Why a Web Agency Builds Developer Tools
Displace Agency open-sourced three developer tools built for Claude Code, Anthropic's AI coding assistant: a statusline configuration agent that sets up terminal status displays, an MCP server launcher that manages Model Context Protocol connections, and a CPU watchdog that monitors resource usage during AI-assisted development sessions. All three are available on GitHub as free, MIT-licensed packages.
These three tools solve problems we hit daily: not knowing how much a conversation costs, overloading the system with unnecessary MCP servers, and catching runaway processes before they melt the laptop. Each took less than a day to build. Each saves time every single session.
When your primary development tool is Claude Code, every efficiency improvement compounds across every project you build.
By the numbers
3
Tools released
MIT
License
$60-90
Saved/month
8h+
Daily AI usage
Claude Statusline Enhanced: See What You're Spending
The default Claude Code statusline shows the model name and not much else. Our enhanced statusline displays real-time token usage with K/M formatting, API costs in dollars, cache hit rate percentage, message count, precise session duration, and remaining context. All updated on every message.
The practical impact: you know exactly when a conversation is getting expensive, when cache efficiency is dropping, and when you're approaching the context limit. No more guessing whether to continue a thread or start fresh. The statusline tells you. In our daily usage, we've seen sessions range from $0.50 for quick fixes to $15+ for full-page builds. Without the statusline, you're flying blind.
- Real-time token count with K/M formatting (e.g., 153.5K tokens)

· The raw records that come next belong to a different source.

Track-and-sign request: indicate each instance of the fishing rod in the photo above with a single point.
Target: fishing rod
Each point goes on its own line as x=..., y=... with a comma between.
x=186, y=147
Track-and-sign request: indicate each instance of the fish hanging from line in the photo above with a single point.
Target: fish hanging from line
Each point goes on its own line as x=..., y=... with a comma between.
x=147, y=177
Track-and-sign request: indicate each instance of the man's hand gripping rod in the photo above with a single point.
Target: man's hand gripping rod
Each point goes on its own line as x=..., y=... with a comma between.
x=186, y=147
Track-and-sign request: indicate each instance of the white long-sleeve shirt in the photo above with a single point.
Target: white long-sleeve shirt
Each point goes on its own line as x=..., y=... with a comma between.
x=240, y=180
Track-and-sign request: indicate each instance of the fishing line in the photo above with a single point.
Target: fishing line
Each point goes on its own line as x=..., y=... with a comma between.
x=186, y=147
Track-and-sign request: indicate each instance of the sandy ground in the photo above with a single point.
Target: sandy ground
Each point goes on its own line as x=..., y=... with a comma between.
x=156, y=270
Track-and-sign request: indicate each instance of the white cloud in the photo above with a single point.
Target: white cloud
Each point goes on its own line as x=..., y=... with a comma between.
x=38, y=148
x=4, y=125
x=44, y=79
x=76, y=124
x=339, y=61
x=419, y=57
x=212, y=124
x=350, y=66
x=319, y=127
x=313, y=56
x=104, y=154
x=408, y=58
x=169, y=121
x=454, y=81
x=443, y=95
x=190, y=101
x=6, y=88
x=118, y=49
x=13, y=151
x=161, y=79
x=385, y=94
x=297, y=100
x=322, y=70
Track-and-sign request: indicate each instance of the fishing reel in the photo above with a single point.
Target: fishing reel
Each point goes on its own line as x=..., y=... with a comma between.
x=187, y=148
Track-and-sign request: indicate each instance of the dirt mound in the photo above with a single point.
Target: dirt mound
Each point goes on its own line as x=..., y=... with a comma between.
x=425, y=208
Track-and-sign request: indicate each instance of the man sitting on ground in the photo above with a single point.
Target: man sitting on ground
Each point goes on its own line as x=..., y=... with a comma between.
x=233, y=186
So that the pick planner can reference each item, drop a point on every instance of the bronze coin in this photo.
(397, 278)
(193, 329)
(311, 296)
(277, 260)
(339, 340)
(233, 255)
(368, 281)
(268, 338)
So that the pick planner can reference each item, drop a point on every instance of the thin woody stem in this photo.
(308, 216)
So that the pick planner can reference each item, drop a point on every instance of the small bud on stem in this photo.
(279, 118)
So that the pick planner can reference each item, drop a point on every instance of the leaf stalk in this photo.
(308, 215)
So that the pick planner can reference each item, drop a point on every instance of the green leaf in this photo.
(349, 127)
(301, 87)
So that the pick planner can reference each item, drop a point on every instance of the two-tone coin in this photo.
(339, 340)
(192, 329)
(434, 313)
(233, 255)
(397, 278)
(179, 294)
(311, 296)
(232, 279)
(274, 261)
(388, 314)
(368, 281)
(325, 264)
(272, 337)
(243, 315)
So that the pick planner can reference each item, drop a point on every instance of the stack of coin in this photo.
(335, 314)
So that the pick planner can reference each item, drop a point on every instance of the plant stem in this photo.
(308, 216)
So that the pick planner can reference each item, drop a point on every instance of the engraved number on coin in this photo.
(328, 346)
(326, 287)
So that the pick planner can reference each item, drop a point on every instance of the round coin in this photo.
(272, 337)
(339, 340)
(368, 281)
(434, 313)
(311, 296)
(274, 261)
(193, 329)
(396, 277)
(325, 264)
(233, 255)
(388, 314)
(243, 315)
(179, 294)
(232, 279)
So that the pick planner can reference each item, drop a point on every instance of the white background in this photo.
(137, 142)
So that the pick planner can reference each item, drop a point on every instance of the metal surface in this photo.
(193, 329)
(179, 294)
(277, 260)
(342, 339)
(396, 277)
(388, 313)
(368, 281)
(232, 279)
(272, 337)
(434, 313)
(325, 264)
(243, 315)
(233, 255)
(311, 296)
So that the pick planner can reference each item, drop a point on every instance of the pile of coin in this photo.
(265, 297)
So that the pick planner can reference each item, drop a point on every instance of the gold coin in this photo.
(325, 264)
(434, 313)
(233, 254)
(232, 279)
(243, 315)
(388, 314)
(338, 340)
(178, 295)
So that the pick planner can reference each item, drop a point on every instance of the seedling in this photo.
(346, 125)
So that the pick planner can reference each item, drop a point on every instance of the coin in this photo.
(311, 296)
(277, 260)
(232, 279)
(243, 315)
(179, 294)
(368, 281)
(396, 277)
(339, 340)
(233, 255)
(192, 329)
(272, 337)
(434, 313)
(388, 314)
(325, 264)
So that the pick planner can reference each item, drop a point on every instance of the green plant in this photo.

- API cost tracking in dollars (e.g., $4.11 this session)
- Cache efficiency percentage (e.g., 92% cached)
- Context remaining indicator (know exactly when to start fresh)
- Session duration with seconds precision
- Git branch and sync status integrated
# Install Claude Statusline Enhanced git clone https://github.com/displace-agency/tool-claude-statusline-enhanced cp tool-claude-statusline-enhanced/statusline.sh ~/.claude/ # Add to ~/.claude/settings.json: # "statusLine": "~/.claude/statusline.sh"

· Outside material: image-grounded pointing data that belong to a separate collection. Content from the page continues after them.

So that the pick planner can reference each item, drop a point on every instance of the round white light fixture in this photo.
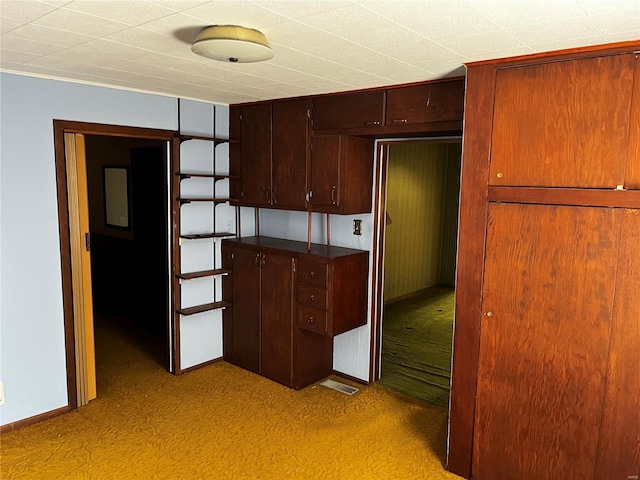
(231, 43)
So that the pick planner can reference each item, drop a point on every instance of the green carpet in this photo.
(416, 345)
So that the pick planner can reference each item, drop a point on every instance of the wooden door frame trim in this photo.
(60, 127)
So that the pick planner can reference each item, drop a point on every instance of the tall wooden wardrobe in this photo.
(546, 372)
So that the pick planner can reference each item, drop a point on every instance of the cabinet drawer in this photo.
(433, 102)
(349, 110)
(312, 319)
(312, 272)
(311, 296)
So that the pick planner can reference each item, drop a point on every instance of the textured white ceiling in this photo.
(320, 45)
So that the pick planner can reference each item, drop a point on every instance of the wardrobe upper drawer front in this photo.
(312, 296)
(312, 271)
(563, 124)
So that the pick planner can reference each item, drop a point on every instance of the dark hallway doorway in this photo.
(421, 209)
(130, 266)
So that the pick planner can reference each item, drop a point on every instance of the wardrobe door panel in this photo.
(619, 455)
(562, 124)
(547, 303)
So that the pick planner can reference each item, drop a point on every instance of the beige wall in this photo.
(421, 185)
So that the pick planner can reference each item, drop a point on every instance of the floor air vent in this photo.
(341, 387)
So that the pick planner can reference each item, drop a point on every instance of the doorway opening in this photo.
(420, 212)
(129, 265)
(115, 174)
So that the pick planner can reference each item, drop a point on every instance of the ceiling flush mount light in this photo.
(231, 43)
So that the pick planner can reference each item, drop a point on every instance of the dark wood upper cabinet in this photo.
(290, 154)
(341, 174)
(271, 153)
(563, 124)
(255, 154)
(349, 110)
(431, 102)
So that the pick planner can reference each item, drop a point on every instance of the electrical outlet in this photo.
(357, 227)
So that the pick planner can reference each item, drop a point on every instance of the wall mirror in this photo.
(116, 196)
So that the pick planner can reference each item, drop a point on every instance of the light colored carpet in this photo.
(416, 345)
(222, 422)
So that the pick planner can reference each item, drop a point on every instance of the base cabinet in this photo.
(288, 303)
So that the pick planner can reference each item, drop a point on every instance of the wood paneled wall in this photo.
(417, 192)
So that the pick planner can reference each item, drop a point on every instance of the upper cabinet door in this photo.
(255, 153)
(349, 110)
(341, 174)
(290, 153)
(562, 124)
(326, 160)
(432, 102)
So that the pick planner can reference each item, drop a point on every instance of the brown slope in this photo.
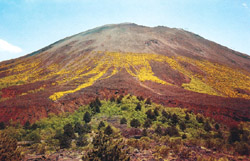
(52, 69)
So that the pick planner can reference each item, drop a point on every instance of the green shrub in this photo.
(135, 123)
(123, 121)
(9, 150)
(101, 125)
(107, 149)
(87, 117)
(108, 130)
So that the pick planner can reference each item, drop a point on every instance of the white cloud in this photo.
(245, 5)
(7, 47)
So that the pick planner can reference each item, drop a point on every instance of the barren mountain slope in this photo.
(171, 66)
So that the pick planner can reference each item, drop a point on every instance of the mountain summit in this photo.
(171, 66)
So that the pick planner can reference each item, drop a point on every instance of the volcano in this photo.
(172, 67)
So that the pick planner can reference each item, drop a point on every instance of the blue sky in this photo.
(28, 25)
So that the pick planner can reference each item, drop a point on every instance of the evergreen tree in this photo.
(112, 99)
(108, 130)
(2, 125)
(164, 114)
(107, 149)
(101, 125)
(148, 101)
(86, 128)
(123, 121)
(140, 98)
(138, 107)
(26, 125)
(65, 141)
(69, 131)
(87, 117)
(207, 126)
(172, 131)
(144, 132)
(147, 123)
(151, 115)
(174, 119)
(217, 127)
(98, 102)
(156, 112)
(135, 123)
(187, 117)
(9, 149)
(234, 135)
(158, 130)
(182, 126)
(34, 126)
(78, 128)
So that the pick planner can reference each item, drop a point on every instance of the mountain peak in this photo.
(171, 66)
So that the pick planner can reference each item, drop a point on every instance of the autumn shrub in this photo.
(174, 119)
(34, 136)
(148, 101)
(82, 141)
(163, 150)
(234, 135)
(242, 149)
(65, 141)
(171, 131)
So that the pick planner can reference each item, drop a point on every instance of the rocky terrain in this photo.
(173, 67)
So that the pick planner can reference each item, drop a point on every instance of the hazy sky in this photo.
(28, 25)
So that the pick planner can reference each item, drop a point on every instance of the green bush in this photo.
(9, 150)
(87, 117)
(135, 123)
(123, 121)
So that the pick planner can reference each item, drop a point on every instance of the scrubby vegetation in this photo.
(129, 128)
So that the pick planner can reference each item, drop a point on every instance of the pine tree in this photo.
(123, 121)
(148, 101)
(108, 130)
(138, 107)
(182, 126)
(207, 126)
(107, 149)
(26, 125)
(69, 131)
(2, 125)
(158, 130)
(135, 123)
(174, 119)
(101, 125)
(147, 123)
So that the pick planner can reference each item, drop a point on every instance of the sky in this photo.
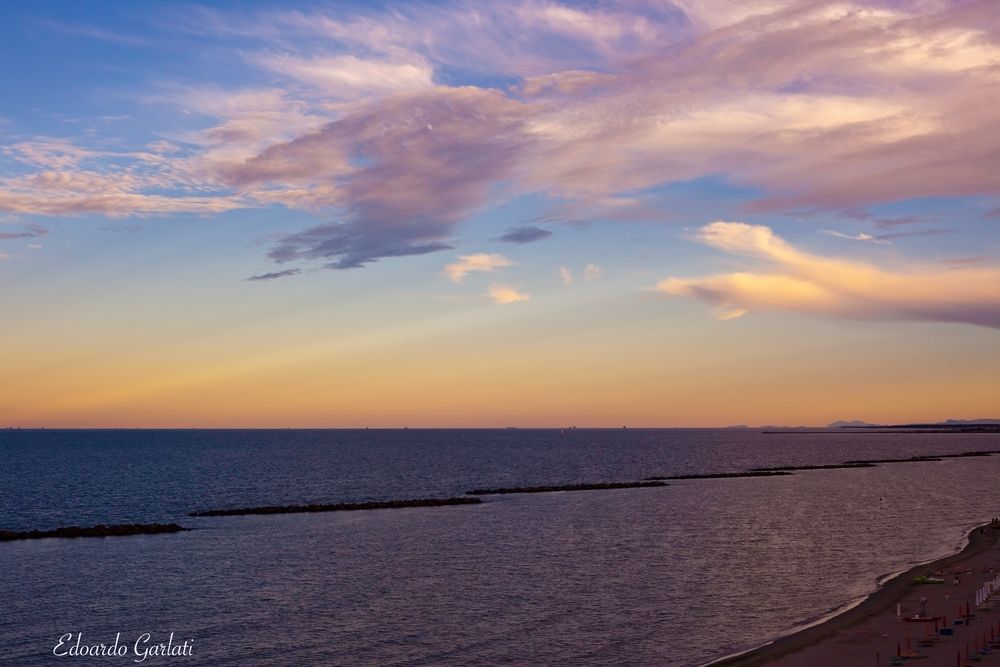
(472, 214)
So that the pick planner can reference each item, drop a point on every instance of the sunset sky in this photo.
(697, 213)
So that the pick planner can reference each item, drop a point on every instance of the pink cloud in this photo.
(799, 281)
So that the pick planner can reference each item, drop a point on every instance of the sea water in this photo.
(678, 575)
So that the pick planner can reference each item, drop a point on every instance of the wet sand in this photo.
(871, 633)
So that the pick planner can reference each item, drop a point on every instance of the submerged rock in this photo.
(339, 507)
(100, 530)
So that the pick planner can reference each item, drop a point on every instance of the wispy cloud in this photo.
(592, 272)
(29, 232)
(856, 237)
(504, 294)
(835, 287)
(396, 125)
(481, 261)
(275, 275)
(524, 234)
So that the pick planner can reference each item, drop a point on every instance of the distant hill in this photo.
(855, 423)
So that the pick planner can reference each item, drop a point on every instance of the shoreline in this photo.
(979, 540)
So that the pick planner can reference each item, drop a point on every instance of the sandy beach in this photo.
(873, 634)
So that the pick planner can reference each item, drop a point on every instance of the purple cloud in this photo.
(403, 171)
(275, 275)
(524, 234)
(29, 232)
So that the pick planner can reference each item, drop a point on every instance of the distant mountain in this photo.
(854, 423)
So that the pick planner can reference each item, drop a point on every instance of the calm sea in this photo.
(666, 576)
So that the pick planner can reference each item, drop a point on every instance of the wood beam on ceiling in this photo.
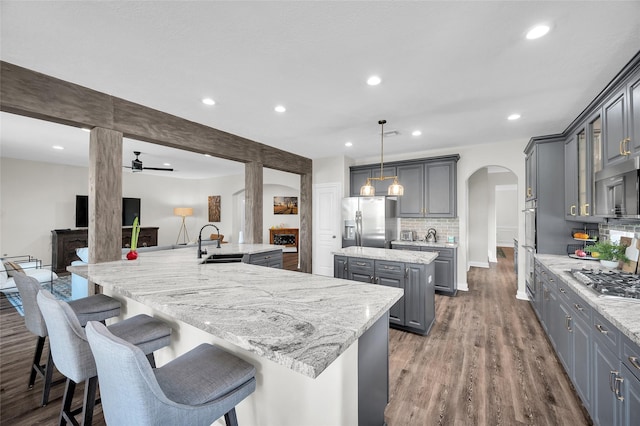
(33, 94)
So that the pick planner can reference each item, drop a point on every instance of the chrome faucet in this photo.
(200, 252)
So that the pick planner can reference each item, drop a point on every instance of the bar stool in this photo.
(95, 308)
(72, 354)
(194, 389)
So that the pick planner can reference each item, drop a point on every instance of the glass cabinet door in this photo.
(583, 174)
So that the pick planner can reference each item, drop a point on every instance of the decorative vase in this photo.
(610, 264)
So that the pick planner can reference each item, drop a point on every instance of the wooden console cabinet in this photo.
(64, 243)
(287, 237)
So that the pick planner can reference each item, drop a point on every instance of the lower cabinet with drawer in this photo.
(445, 266)
(602, 363)
(415, 312)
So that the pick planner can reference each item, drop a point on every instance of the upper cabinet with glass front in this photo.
(621, 123)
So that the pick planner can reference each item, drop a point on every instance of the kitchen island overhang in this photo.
(291, 326)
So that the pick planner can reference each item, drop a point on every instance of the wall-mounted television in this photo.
(130, 209)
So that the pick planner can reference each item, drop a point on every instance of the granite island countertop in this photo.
(624, 314)
(388, 254)
(301, 321)
(423, 243)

MCP Launcher: Load Only What You Need
MCP (Model Context Protocol) servers give Claude Code access to external tools like Google Workspace, Figma, Notion, and hundreds more. The problem: every MCP server loaded at startup consumes tokens for tool definitions, even when unused. With 8+ MCP servers configured, we measured 12,000-15,000 tokens consumed at startup just loading tool schemas. That's $0.15-0.20 per conversation before you type a single word.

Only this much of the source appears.